Gracias, señorita Freeborn, pensó Wexford.

– Déjalo, Martin. Olvídate de ello. Tenemos cosas más importantes que hacer.

– ¿Lo dejo del todo, señor?

– Ya me ocupo de ello. -Habría que mandar una nota a aquella mujer, o llamarle por teléfono para explicárselo todo, pensó. Tenía derecho a ello. Era una buena profesora, concienzuda y responsable. No debía reírse, excepto quizá con Burden cuando lo viera más tarde.

Lo que había averiguado en sus visitas a Liskeard Avenue no le había proporcionado muchos motivos de reflexión. Solamente una cosa le había causado extrañeza, algo que no era ni un dato ni el germen de una idea, sino algo verdaderamente negativo.

¿No era extraordinario que, en las largas conversaciones mantenidas con ella y también en su primera entrevista, Wendy Williams no hubiera mostrado el menor interés por la otra familia de Rodney? No había hecho ni una sola pregunta sobre la esposa que había suplantado pero no sustituido, ni tampoco sobre los hermanos por parte de padre de Veronica. ¿Se habría sentido cohibida por los celos? ¿O por algún motivo más relacionado con la investigación?

11

Kevin Williams se parecía más a su madre que a su padre. Habría resultado difícil identificarle como hermano de Veronica. No había heredado el rasgo genético que distinguía a Sara y a Veronica, y su frente era estrecha. Hablaba con laconismo, despreocupación e indiferencia.

Wexford, que iba acompañado por Martin, había interrumpido lo que parecía un cónclave familiar. Por una vez el televisor estaba apagado, y no tenía imagen ni sonido. Joy Williams no presentó a nadie excepto a su hijo y lo hizo con orgullo y entusiasmo. Wexford tuvo que deducir que la mujer y la joven que estaban sentadas la una junto a la otra en el sofá amarillo eran Hope Harmer y su hija Paulette.

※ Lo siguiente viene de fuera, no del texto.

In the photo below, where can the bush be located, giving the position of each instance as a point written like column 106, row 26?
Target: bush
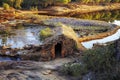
column 6, row 6
column 73, row 69
column 47, row 32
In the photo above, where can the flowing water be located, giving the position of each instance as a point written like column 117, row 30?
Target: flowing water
column 22, row 37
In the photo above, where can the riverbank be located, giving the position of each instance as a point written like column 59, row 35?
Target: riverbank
column 76, row 8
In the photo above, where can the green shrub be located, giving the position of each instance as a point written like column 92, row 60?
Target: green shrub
column 73, row 69
column 6, row 6
column 47, row 32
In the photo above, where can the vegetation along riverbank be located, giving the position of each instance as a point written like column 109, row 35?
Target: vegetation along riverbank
column 42, row 39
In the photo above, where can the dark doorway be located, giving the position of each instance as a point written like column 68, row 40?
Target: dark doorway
column 58, row 49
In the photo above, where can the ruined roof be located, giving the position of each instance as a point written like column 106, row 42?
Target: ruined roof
column 63, row 30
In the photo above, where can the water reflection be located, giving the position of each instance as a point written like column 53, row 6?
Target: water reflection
column 5, row 58
column 109, row 16
column 23, row 37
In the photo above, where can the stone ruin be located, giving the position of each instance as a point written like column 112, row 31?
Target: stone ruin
column 63, row 42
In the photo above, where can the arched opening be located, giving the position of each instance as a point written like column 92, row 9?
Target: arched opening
column 58, row 49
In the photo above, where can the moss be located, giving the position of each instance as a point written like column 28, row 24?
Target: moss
column 45, row 33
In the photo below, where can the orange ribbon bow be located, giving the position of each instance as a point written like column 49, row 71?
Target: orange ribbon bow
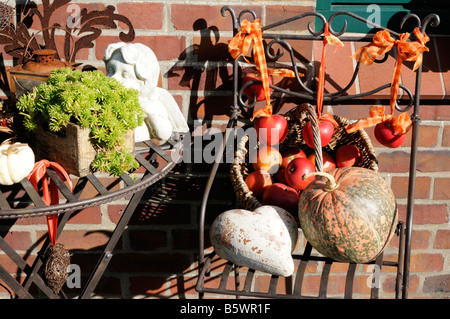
column 249, row 34
column 49, row 191
column 328, row 39
column 407, row 51
column 400, row 124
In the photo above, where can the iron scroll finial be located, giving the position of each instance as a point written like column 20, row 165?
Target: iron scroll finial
column 432, row 19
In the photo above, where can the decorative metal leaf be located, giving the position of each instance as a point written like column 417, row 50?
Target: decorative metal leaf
column 17, row 38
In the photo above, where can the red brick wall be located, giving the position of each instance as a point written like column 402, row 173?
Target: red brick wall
column 157, row 254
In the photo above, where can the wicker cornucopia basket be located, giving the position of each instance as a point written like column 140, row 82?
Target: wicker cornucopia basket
column 297, row 118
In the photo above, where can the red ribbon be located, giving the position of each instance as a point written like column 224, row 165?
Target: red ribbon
column 49, row 190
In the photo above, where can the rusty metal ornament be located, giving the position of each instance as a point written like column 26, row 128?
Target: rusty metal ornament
column 44, row 62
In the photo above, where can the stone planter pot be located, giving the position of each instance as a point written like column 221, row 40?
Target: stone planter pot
column 71, row 149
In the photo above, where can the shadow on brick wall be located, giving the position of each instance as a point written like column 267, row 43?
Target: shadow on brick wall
column 204, row 68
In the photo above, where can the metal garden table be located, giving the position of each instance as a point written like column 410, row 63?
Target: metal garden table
column 156, row 161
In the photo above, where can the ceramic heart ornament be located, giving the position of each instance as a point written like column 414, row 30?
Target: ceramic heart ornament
column 262, row 239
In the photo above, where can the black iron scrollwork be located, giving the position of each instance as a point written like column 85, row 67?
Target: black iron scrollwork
column 308, row 94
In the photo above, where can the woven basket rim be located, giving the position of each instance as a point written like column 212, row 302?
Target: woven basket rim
column 243, row 194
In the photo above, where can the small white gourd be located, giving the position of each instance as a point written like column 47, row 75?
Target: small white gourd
column 16, row 162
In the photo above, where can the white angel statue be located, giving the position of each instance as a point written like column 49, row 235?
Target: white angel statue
column 135, row 66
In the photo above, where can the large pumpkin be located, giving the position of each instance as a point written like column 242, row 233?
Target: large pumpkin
column 348, row 214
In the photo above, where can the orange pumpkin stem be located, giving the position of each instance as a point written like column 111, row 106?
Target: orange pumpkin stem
column 331, row 182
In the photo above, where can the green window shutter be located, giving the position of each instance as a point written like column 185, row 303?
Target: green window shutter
column 390, row 13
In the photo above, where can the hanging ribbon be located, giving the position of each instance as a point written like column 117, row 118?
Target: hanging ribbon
column 332, row 40
column 407, row 51
column 251, row 34
column 49, row 190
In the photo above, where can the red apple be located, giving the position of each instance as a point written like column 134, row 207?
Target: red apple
column 295, row 171
column 280, row 176
column 271, row 130
column 283, row 196
column 326, row 129
column 328, row 161
column 267, row 158
column 384, row 133
column 258, row 181
column 290, row 154
column 348, row 155
column 255, row 89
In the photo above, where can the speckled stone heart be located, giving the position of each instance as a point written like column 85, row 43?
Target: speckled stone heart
column 262, row 239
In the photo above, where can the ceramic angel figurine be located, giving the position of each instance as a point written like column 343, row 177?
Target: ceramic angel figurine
column 135, row 66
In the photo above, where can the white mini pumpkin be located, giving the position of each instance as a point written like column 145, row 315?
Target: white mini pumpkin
column 16, row 162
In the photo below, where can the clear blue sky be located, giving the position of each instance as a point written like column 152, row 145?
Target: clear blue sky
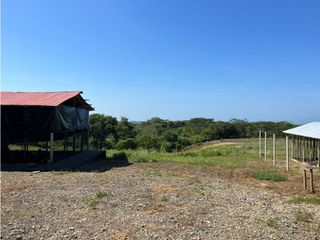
column 175, row 59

La señora Harmer, aunque era más guapa, estaba mejor alimentada y tenía mejor aspecto que su hermana, se parecía demasiado a ésta como para que cupiera dudar sobre su identidad. Era una mujer bella e incluso en aquellas trágicas circunstancias tenía aspecto de estar satisfecha de su vida. La joven, en cambio, era, usando una de las expresiones favoritas de uno de los nietos de Wexford, «punto y aparte». Su belleza era tal que, a su lado, Sara y Veronica eran simplemente unas chicas monas. A Wexford le recordó un cuadro: el retrato de la esposa de Williams Morris pintado por Rossetti. La joven era morena y tenía en la cara la misma viveza e intensidad que la retratada, la misma simetría en las facciones y la misma mirada misteriosa en sus expresivos ojazos oscuros. Cuando le preguntó si era quien pensaba que era, ella alzó aquellos ojos grises y, lanzándole una mirada ensoñadora, hizo un gesto de asentimiento para volver a continuación a lo que estaba mirando, una revista que parecía versar exclusivamente sobre peinados.